Vous voulez recruter : quel contrat choisir ?

Nouvelles embauches, initiative emploi ou jeune en entreprise... De nouvelles possibilités sont apparues et offrent divers avantages.

Le Contrat Nouvelles Embauches (CNE) a été créé pour apporter plus de souplesse, il n'est cependant pas une recette miracle et crée des réticences. Il est valable si vous souhaitez recruter quelqu'un qui est susceptible de ne plus faire l'affaire dans quelques mois... Il permet de lever certains freins à l'embauche puisque l'employeur peut se séparer de son employé dans les deux ans sans justificatif. L'idéal serait de le substituer à un éventuel CDD. Mais cependant tout n'est pas permis concernant la rupture de contrat : les dispositions du code du travail qui protègent le salarié en cas de grossesse ou les salariés victimes d'un accident s'appliquent. De même que les règles interdisant le licenciement fondé sur l'état de santé. Par ailleurs si vous cassez le contrat dans les deux ans vous devrez verser au salarié 8 % des salaires bruts, plus 2 % aux Assedic.

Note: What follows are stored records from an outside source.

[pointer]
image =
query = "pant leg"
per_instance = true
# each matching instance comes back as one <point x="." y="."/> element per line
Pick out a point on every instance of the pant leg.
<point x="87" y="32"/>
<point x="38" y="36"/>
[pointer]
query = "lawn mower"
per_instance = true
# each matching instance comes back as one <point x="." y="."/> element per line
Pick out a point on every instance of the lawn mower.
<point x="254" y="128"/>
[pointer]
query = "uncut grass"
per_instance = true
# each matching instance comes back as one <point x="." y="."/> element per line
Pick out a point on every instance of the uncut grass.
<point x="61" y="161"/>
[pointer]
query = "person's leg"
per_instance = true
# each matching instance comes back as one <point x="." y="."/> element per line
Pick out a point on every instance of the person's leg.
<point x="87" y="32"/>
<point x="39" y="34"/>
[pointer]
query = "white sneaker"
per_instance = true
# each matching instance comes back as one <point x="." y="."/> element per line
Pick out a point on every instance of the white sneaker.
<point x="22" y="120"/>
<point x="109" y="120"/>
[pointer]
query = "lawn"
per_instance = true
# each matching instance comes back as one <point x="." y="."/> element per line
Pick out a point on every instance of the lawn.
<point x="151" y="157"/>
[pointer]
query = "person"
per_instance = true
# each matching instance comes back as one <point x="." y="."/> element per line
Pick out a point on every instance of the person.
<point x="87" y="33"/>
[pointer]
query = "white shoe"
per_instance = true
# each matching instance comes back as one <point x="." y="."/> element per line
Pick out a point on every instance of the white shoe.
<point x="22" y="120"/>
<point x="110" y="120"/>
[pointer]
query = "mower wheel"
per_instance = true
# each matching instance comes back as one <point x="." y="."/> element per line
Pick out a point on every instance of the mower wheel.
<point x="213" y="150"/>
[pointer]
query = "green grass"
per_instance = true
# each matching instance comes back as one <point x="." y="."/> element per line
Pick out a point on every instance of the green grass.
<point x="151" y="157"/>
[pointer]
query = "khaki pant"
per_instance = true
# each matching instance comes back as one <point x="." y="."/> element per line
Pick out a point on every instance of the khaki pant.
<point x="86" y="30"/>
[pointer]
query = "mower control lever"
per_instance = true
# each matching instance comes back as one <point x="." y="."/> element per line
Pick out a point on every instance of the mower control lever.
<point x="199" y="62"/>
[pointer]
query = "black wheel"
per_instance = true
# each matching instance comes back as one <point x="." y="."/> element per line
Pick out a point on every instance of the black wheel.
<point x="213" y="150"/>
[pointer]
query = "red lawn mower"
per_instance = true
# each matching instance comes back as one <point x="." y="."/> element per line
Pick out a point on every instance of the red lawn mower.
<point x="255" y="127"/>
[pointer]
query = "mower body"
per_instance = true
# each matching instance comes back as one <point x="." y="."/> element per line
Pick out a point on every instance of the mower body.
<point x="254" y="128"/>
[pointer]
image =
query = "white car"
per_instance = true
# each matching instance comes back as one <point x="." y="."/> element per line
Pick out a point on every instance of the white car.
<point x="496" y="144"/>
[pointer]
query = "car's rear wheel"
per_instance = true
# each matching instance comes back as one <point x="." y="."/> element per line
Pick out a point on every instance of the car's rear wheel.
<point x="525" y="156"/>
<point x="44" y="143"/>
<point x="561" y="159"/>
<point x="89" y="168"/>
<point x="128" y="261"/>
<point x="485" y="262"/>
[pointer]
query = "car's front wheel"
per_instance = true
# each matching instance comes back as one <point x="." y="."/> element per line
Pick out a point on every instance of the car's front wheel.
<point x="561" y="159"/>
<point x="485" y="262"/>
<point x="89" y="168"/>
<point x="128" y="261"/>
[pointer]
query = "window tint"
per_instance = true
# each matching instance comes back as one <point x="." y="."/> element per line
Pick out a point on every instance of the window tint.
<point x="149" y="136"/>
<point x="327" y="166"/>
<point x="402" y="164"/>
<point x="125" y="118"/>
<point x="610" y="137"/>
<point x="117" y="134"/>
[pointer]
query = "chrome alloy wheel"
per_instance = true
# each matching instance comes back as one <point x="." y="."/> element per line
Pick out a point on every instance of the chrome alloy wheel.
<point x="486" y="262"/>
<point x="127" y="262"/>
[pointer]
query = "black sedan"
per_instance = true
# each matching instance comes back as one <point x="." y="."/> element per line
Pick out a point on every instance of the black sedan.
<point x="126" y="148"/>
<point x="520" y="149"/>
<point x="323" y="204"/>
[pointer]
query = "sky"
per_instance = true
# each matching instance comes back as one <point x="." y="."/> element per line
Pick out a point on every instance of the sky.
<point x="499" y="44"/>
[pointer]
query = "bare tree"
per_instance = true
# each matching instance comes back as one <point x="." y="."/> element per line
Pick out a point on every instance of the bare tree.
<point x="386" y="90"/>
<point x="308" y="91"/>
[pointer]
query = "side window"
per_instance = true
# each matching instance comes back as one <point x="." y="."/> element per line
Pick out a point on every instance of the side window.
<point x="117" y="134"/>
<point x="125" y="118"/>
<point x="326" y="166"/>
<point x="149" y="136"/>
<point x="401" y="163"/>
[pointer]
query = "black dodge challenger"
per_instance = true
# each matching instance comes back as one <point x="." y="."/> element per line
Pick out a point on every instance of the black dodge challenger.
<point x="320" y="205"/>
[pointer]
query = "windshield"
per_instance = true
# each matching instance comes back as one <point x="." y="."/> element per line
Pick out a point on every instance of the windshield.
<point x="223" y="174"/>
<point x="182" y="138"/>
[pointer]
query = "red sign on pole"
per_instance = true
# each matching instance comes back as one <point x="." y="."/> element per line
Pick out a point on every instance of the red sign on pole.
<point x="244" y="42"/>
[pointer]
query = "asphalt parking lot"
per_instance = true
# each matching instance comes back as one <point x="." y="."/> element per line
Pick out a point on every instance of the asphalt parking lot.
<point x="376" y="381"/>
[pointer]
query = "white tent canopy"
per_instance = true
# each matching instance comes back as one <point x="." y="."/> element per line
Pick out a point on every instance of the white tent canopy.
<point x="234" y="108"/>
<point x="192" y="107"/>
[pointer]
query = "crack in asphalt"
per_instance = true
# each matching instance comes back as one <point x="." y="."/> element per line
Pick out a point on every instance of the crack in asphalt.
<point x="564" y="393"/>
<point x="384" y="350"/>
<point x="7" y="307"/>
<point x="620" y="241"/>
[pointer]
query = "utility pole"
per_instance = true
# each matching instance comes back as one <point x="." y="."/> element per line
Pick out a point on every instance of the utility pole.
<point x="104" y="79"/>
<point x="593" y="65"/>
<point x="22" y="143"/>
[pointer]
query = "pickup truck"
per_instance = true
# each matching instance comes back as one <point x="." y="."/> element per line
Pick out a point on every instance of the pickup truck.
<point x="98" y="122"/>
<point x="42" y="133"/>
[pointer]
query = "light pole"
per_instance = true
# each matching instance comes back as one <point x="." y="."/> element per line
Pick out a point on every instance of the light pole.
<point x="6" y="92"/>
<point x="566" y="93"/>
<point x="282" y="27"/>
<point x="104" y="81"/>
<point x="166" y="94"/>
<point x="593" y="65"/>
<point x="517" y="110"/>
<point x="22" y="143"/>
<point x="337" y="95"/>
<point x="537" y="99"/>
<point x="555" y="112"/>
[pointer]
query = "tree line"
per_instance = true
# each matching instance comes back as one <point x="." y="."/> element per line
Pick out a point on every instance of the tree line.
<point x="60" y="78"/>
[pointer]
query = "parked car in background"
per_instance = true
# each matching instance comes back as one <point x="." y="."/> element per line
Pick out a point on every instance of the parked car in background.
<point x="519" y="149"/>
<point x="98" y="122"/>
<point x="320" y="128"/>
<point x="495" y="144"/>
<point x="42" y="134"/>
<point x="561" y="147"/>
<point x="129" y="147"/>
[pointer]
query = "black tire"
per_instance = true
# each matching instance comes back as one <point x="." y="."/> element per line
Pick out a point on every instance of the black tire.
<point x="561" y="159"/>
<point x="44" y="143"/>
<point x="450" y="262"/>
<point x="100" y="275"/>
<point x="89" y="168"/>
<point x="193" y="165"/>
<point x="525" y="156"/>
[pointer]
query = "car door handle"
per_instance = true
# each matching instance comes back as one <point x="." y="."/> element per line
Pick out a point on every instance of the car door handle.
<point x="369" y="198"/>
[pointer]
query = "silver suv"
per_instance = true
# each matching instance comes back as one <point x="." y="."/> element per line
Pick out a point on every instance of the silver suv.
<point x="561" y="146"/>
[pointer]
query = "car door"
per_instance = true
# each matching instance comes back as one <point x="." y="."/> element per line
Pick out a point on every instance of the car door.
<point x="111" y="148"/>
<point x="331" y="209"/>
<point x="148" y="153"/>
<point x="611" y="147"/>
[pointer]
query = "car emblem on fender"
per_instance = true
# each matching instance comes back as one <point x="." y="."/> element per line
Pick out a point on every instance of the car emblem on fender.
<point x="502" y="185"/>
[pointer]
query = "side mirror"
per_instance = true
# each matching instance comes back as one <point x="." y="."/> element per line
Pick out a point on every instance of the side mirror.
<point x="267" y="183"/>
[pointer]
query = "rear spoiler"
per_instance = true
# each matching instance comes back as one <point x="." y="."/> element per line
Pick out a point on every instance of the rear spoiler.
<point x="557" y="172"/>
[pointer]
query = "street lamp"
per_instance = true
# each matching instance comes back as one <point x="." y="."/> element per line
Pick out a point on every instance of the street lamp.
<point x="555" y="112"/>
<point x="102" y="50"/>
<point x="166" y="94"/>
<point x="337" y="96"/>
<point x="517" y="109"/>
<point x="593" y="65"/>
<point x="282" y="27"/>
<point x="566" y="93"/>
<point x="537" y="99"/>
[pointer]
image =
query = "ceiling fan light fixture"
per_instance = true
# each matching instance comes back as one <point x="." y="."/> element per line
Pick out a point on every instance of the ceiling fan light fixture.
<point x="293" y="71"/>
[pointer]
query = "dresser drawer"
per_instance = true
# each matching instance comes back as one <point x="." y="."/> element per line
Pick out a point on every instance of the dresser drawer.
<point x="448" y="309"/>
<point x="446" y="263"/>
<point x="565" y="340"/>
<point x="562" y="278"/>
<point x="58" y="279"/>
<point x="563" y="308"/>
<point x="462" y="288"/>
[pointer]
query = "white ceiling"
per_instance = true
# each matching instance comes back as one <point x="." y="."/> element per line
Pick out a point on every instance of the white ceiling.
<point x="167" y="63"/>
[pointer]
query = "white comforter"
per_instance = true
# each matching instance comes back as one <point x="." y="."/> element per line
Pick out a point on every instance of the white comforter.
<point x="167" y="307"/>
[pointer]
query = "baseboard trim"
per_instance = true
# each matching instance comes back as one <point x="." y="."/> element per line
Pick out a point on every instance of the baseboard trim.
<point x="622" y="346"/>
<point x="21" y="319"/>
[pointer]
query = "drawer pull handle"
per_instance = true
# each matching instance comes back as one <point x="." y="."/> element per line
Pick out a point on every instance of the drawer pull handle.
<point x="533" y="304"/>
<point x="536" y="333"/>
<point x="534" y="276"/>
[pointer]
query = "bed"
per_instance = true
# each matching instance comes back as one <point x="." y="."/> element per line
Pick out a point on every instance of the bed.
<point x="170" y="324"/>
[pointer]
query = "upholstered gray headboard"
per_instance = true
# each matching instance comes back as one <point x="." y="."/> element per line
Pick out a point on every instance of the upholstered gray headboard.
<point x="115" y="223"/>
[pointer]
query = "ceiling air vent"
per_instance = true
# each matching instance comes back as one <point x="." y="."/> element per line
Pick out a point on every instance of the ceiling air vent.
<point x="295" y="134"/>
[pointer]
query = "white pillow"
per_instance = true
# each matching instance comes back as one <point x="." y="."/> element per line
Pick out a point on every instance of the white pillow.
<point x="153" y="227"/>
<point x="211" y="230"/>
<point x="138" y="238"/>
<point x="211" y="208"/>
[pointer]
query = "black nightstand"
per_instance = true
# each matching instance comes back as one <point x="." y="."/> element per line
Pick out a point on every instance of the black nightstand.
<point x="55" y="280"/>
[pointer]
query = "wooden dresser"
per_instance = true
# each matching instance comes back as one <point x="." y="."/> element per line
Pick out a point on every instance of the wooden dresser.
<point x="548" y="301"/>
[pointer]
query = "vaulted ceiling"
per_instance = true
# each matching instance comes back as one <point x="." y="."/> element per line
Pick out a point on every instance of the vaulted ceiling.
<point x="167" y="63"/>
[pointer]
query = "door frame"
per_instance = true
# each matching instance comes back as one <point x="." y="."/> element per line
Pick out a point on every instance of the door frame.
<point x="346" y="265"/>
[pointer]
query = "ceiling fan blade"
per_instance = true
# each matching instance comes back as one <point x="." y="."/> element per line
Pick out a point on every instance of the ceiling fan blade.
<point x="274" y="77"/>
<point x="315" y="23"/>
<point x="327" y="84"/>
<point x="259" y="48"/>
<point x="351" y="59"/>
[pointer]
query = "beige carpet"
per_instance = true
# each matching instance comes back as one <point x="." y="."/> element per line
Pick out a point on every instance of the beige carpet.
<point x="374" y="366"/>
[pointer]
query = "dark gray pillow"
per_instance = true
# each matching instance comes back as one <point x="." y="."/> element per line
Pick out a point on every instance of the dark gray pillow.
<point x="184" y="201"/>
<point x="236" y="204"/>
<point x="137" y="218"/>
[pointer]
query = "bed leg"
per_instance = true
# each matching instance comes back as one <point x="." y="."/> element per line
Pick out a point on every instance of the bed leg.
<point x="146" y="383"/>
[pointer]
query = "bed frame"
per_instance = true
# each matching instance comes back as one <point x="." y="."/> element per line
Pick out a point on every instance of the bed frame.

Une autre menace pèse sur l'entreprise : un salarié se donne-t-il a fond lorsque la possibilité d'un licenciement plane et le met en situation de précarité durant deux ans ? Certains diront qu'il y a là un challenge à relever. Tout le monde s'accorde pour dire que le CNE ne déclenche pas forcément une embauche... C'est la santé économique de l'entreprise seule qui crée l'emploi. Rappelons aussi qu'il ne concerne pour l'instant que les entreprises de moins de 20 salariés.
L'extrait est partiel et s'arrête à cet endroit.